# USB Drive not showing in Win Explorer



## captainbarred (May 2, 2005)

I have a PNY Tech. 256 MB thumb drive, has worked fine on every computer in the past, but I brought it in to work today and it will detect, I get the sfely disconect icon on the task bar, but I open win explorer and it wont display the drive....

any ideas?? 

Oh, and it does the same thing on my cube-neighbors computer too... :sad:


----------



## Ashler (May 19, 2005)

Do you have alot of drives mapped? I have noticed that when using USB with WinXP, it will not assign a drive letter past G: (I think).


----------



## captainbarred (May 2, 2005)

A; floppy
c: local
D: CD
E: CD
F, G, H, J, K - Network Drives

so yes...

Any way past this??


----------



## Ashler (May 19, 2005)

As far as I know, there isn't a fix for it. Is there any way you can re-map F and make it B? Then disconnect F. Plug in USB device.

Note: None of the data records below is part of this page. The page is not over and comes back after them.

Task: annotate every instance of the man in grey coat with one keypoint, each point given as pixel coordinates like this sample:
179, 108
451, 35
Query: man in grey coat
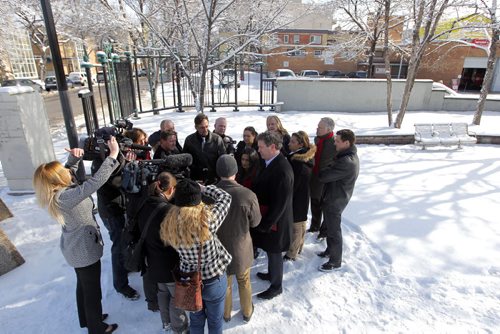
339, 179
234, 234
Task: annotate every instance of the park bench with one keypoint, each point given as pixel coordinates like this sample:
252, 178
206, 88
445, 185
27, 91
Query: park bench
444, 134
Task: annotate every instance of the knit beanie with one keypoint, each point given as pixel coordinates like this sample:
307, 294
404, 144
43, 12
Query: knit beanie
187, 193
226, 166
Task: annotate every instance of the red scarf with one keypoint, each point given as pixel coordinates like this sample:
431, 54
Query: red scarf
319, 150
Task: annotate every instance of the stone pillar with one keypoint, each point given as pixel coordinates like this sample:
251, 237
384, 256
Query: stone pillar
25, 139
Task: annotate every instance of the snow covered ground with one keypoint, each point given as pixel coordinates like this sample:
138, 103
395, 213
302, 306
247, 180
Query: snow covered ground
421, 245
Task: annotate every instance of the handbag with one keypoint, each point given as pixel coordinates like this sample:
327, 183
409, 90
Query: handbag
188, 288
133, 255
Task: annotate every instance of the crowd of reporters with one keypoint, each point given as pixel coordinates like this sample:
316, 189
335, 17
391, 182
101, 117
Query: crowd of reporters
211, 199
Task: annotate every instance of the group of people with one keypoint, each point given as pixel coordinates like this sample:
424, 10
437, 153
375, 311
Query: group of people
237, 199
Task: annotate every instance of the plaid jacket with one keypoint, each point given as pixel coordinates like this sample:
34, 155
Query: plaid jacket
214, 257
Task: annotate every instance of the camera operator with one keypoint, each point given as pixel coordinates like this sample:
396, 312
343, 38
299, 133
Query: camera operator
220, 129
111, 206
161, 260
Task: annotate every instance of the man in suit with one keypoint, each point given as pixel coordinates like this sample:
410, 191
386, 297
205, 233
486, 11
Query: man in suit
274, 189
205, 147
339, 179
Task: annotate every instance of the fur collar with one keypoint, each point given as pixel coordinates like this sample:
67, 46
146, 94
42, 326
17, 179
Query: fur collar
303, 155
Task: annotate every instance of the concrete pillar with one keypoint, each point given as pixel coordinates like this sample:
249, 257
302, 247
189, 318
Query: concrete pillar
25, 139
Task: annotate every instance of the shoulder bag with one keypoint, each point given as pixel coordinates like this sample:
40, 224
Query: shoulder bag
188, 288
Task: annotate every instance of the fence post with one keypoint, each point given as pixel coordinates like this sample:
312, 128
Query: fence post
178, 82
236, 84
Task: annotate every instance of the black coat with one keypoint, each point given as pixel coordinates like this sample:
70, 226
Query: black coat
302, 163
161, 260
339, 179
239, 150
204, 160
274, 189
326, 158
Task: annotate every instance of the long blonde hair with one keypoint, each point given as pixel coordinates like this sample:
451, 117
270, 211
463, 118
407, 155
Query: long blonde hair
48, 179
186, 225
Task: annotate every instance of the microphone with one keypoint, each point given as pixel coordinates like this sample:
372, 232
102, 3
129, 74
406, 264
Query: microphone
127, 142
178, 161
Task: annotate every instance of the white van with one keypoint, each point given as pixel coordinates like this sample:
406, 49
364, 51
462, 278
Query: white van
79, 78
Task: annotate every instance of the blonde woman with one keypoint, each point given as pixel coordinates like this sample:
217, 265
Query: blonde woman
189, 225
274, 125
81, 242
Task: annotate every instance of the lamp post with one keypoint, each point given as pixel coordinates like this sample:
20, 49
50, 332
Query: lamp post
260, 64
69, 120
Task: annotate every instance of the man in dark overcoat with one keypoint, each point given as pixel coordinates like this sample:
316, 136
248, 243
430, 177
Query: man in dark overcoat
274, 189
234, 235
205, 147
339, 179
325, 151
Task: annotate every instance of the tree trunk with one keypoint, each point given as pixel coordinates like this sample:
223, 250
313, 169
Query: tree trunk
9, 256
488, 76
387, 61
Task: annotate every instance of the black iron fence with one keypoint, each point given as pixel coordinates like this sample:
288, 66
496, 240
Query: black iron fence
151, 83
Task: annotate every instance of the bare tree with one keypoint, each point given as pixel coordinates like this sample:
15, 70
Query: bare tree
494, 33
425, 16
211, 32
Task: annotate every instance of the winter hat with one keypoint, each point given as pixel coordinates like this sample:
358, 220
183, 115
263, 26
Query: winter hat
226, 166
187, 193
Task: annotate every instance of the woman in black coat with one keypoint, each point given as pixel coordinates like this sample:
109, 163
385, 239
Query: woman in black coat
161, 260
302, 159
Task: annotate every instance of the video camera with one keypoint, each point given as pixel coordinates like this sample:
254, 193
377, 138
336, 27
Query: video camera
141, 173
95, 146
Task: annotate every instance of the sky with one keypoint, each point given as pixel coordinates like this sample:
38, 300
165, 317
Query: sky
421, 243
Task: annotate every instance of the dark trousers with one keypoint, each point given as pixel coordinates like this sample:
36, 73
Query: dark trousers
275, 269
115, 224
334, 234
316, 215
150, 289
88, 298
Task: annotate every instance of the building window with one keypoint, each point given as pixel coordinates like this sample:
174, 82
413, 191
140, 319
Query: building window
21, 57
315, 39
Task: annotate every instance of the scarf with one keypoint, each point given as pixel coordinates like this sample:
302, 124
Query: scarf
319, 150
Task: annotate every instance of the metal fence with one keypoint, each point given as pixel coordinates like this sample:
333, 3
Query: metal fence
130, 87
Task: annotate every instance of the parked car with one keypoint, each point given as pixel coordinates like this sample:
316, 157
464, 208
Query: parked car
357, 74
100, 77
51, 83
79, 78
23, 82
309, 73
280, 73
333, 74
228, 78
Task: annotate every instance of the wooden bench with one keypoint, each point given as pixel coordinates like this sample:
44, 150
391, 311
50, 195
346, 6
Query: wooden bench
445, 134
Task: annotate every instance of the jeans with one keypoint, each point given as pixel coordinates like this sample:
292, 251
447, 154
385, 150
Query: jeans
115, 226
88, 298
299, 231
177, 318
150, 289
245, 292
213, 294
334, 234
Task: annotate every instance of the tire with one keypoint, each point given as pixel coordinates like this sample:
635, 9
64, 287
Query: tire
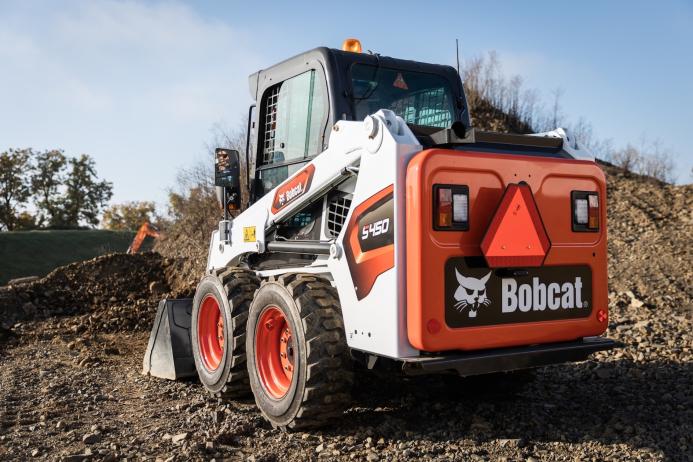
222, 297
318, 387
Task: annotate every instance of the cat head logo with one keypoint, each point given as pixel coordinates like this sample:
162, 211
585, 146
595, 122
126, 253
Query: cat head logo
471, 293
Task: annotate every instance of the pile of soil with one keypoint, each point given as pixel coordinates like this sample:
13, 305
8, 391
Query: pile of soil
650, 227
110, 290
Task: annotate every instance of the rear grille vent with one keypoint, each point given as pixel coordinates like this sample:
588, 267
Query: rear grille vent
336, 214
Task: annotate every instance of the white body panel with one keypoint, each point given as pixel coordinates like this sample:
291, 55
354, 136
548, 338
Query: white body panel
377, 323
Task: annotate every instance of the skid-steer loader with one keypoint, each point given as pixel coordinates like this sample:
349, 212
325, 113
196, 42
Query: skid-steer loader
382, 228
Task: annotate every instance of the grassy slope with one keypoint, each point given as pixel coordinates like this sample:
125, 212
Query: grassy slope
36, 253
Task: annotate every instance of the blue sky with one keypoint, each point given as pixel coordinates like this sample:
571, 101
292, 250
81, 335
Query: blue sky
139, 85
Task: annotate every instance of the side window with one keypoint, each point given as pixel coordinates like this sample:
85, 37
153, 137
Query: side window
294, 112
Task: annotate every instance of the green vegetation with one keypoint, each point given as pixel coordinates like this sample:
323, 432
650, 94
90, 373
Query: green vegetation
36, 253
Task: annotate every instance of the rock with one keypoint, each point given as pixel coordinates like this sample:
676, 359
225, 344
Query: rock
91, 438
635, 303
156, 287
24, 280
179, 438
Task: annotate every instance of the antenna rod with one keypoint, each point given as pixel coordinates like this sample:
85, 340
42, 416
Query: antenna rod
457, 49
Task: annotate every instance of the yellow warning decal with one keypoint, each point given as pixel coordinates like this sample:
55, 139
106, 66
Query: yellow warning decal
249, 234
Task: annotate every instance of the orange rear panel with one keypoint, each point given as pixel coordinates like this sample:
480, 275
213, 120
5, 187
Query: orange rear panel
487, 175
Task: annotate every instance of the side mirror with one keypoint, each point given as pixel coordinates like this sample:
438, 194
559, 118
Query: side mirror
227, 175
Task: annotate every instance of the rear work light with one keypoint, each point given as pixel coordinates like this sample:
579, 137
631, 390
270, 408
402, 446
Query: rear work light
585, 211
450, 207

It should now be mapped as F.


----------



## captainbarred (May 2, 2005)

Got it, thanks man, I owe ya one!!!
just hope my boss doesnt find out and get pissed! :smile:


----------



## captainbarred (May 2, 2005)

A simpler solution

As it turns out a lot of things were linked to my F drive so I had to either remap programs or change back the F drive.

However I found another way of accessing it.

Insert the thumb drive, right click on my computer and select manage.
go down to disk management and you should see the drive right below the C: drive.
right click and select change drive letter, set it to any free letter and you should be all set :smile:


----------